Une fois les douceurs dégustées, CHOCOLAT révèle toutefois plusieurs points faibles. Le principal est le flottement du récit. Si l'action se situe en 1959, les événements qui surviennent appartiennent à plusieurs époques, parfois révolues (la découverte du chocolat dans un village français, l'asservissement du clergé à l'état) ou encore à venir (l'arrivée des hippies par le fleuve). Autres flottements: celui du sens (le vent du Nord apporte la liberté et la vie, mais à la fin se fait proprement congédier) celui des genres (entre conte moderne, chronique villageoise et drame socio-psychologique). Le flou qui résulte de ces flottements nuit à l'équilibre de l'ensemble.

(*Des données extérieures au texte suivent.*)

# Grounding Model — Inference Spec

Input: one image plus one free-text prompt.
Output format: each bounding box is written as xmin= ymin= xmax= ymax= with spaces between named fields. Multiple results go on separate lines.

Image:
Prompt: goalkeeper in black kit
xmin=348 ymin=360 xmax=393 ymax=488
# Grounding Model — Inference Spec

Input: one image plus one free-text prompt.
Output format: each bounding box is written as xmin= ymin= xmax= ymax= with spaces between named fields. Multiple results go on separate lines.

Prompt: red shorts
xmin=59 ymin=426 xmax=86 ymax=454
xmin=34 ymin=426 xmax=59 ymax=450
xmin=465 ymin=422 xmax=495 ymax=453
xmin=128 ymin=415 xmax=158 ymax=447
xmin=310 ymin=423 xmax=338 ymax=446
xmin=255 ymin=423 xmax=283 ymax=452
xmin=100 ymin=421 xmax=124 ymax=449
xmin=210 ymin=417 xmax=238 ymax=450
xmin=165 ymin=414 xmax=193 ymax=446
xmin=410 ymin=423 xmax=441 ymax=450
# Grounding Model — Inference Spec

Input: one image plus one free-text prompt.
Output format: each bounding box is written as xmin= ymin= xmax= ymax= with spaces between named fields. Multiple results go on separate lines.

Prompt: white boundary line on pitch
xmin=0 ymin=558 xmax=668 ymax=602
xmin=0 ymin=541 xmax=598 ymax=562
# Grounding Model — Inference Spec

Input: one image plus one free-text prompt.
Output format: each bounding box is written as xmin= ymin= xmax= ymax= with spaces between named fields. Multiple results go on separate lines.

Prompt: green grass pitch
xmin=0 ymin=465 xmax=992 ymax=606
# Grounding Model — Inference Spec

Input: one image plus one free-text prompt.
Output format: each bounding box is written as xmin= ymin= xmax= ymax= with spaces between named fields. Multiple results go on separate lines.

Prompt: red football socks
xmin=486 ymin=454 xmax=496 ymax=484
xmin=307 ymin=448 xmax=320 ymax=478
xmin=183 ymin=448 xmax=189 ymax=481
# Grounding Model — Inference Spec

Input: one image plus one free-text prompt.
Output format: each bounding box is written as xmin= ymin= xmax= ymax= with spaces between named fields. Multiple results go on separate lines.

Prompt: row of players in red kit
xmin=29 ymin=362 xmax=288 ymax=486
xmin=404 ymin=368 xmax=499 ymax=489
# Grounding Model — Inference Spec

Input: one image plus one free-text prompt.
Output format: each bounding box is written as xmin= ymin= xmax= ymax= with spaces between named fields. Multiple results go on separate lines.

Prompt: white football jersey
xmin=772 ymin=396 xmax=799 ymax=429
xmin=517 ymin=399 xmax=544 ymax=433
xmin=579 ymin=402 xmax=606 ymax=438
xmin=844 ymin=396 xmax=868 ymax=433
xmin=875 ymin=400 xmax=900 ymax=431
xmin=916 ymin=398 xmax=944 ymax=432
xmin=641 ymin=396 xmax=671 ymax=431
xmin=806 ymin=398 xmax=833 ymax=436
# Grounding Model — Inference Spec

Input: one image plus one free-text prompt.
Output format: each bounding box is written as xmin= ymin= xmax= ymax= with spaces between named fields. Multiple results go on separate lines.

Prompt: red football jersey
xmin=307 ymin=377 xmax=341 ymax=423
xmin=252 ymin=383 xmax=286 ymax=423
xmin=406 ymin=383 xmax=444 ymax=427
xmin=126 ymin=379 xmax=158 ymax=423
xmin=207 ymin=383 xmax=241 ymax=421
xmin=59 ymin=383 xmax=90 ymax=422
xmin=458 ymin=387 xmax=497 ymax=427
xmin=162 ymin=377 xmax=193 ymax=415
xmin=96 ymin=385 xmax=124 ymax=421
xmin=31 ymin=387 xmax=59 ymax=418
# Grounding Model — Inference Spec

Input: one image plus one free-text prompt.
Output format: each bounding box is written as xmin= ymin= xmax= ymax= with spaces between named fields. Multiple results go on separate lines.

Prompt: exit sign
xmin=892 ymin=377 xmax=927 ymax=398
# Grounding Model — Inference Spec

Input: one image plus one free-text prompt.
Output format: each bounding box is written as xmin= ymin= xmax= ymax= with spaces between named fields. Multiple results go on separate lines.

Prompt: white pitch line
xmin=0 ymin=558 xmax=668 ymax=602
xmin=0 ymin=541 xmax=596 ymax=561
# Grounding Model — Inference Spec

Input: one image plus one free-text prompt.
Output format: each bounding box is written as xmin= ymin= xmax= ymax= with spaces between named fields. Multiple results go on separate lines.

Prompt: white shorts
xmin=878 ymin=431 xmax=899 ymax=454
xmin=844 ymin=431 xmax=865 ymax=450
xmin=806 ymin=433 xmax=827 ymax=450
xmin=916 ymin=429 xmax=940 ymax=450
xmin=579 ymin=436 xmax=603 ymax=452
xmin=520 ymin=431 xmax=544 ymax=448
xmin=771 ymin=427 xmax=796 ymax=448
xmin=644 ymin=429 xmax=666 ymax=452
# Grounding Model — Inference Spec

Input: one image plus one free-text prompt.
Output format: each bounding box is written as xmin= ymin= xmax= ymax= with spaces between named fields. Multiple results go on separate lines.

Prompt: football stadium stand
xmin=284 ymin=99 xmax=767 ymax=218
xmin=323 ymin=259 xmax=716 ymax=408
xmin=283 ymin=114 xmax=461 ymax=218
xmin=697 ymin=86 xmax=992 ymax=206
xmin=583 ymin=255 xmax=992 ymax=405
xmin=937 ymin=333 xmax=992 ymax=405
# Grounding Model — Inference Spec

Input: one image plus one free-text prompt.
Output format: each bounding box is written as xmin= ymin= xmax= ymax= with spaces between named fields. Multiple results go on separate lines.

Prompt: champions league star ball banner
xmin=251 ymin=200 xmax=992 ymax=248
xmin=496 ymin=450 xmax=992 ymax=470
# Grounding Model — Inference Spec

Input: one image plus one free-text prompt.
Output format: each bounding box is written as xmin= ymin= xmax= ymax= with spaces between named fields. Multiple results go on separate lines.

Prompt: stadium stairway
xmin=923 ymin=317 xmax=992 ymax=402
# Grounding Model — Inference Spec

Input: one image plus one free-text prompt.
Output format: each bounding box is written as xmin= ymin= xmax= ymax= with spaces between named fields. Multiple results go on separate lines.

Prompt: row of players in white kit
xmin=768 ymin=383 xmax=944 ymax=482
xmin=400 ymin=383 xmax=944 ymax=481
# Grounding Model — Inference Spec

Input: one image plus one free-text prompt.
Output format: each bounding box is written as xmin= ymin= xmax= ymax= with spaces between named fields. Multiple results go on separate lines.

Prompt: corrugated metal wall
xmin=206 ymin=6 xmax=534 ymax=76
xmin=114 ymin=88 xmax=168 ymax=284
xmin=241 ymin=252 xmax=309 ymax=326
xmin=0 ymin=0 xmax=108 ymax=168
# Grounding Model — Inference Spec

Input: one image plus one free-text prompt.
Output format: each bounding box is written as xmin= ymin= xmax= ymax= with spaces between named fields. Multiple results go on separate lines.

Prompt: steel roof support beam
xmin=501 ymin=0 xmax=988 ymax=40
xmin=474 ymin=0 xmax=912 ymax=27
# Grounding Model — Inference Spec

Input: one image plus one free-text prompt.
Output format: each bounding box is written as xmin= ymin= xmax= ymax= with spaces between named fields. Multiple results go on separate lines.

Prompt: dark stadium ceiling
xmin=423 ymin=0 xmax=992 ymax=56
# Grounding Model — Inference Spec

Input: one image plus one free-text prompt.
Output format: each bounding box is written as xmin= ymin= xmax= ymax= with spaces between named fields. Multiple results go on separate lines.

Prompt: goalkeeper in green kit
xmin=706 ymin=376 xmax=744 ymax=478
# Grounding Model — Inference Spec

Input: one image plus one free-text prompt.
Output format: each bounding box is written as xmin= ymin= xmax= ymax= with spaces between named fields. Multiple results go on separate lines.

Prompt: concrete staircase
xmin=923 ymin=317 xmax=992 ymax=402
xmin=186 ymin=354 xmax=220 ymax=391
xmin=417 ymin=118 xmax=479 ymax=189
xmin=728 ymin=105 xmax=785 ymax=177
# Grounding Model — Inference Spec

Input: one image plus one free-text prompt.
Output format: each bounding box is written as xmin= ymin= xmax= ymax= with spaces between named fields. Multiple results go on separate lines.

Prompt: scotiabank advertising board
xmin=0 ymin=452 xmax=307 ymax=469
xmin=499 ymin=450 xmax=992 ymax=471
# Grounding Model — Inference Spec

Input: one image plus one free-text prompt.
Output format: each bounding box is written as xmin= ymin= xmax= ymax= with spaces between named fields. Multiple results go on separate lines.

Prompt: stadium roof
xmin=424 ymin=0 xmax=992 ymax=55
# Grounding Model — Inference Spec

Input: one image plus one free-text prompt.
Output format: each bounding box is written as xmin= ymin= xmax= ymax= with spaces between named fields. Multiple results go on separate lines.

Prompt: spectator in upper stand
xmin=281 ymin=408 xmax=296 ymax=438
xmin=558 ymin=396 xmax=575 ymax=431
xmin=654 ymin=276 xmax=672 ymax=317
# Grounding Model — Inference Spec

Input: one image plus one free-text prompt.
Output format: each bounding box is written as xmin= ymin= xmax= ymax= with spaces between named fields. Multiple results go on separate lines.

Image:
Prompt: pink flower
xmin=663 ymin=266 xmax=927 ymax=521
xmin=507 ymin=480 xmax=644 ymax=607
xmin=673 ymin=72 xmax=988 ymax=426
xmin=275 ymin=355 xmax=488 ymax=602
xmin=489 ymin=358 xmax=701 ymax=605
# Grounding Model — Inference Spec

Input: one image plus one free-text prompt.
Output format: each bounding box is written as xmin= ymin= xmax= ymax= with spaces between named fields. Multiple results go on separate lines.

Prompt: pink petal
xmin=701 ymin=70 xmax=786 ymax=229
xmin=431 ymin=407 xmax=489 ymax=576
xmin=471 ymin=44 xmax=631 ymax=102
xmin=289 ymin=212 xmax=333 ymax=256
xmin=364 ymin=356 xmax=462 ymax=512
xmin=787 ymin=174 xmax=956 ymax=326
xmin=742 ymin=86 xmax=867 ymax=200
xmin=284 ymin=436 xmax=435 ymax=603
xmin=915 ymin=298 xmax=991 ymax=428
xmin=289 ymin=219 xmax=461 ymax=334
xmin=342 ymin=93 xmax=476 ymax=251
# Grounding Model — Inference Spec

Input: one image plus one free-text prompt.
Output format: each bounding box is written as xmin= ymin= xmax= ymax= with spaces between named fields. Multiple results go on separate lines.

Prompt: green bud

Un autre manque paraît plus redoutable: si le genre métaphorique permet une accentuation grossière des traits (les caricatures du comte ou du curé), il requiert en revanche un lien immédiat et évident avec des réalités proches du spectateur. Certes, le conflit entre conformisme et progrès parle à chacun. Mais à quoi diable raccrocher dans nos quotidiens actuels des notions comme l'observance du Carême (et le péché de gourmandise)? La fidélité servile à une institution ecclésiale (fut-elle, comme ici, boursouflée)? Ou encore l'appel du large, relayé par les embarcations soixante-huitardes du fleuve tranquille? Mis à part la brillante prestation de Juliette Binoche, le film laisse en fin de compte le sentiment d'un produit qui sent un peu le carton-pâte, mitonné selon les recettes rapides de la cuisine mondialisée. L'objectif? Une friandise abondamment consommable des deux côtés de l'Atlantique.